Russian sphere of influence: neighboring countries and parts of former U.S.S.R. and Russian Empire, the Balkans, Eastern Europe, Syria, various vassal states from the past with oil and sea access being major attractions
Russian non-U.N approved military actions in the 21st Century: Chechnya, Georgia, Ukraine (Crimea)
U.S. sphere of influence: the Western hemisphere (see Monroe Doctrine), Asia, Western Europe, the Mediterranean, the Middle East, and really anywhere in the entire freaking world with oil or anything else that we value or find strategic
U.S. non-U.N. approved military actions in the 21st Century: Afghanistan, Iraq, Somalia, Yemen, Pakistan (partial list? who knows for sure?)

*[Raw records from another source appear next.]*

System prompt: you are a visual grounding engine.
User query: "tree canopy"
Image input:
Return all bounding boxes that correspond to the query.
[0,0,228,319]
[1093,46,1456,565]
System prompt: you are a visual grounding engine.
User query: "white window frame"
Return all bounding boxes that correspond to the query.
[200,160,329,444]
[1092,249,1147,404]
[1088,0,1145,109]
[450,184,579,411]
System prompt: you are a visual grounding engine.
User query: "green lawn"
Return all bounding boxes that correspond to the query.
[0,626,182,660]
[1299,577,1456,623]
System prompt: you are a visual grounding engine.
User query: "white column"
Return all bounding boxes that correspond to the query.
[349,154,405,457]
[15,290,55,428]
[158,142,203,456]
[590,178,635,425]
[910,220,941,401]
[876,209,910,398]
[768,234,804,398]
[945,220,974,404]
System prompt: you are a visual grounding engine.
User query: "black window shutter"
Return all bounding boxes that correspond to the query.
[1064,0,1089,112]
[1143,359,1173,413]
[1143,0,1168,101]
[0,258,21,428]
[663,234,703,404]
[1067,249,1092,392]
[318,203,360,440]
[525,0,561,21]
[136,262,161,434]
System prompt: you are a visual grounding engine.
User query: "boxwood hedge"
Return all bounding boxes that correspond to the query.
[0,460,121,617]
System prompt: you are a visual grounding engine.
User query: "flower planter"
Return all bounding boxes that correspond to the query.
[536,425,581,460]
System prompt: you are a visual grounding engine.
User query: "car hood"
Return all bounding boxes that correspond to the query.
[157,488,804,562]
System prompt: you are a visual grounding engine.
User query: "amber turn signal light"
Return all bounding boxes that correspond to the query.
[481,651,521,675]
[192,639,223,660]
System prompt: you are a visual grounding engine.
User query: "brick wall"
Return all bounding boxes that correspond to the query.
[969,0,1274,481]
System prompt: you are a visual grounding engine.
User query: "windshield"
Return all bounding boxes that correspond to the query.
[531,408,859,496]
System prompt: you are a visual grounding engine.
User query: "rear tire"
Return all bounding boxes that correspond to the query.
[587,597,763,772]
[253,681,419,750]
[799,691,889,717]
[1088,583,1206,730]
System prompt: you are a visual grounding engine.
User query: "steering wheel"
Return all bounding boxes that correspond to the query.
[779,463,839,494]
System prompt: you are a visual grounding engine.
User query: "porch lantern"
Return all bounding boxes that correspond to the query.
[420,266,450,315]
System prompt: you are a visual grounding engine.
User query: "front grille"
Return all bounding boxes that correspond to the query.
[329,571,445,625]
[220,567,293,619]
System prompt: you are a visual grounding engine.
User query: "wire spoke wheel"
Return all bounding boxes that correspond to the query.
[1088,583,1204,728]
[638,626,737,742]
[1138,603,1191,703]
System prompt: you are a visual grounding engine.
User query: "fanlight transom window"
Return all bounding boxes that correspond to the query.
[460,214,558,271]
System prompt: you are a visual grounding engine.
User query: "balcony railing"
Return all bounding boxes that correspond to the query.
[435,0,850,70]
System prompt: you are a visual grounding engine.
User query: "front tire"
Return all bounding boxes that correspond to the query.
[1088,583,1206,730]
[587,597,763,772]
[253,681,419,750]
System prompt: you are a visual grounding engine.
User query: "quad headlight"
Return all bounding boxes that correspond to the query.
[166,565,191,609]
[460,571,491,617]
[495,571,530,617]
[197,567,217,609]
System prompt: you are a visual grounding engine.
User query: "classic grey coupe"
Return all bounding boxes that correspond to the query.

What would the U.S. do if political unrest and street protests caused the Cuban regime to teeter and fall? Is it possible that U.S. troops might find their way to Havana and Santiago to make sure that the next group of leaders are more friendly to U.S. interests? After all the U.S. has maintained an embargo against Cuba for over 50 years and has a strategic naval base there (like the Russians in Crimea). The U.S. intervened militarily in Haiti at twice in Haiti in the 20th Century the last time in 1994, so why would Cuba be any different? The U.S. is not likely to annex any territory soon, but neither is the U.S. going to let the "opportunity" of unrest in a coveted territory be wasted without wielding as much power is necessary to achieve a favorable outcome.
I am not trying to justify what Russian has done in Crimea. It is opportunistic and not all that surprising when viewed through the lens of great power politics. It is not radically different from actions taken very recently by the U.S. Might may not make right, but it often does make reality.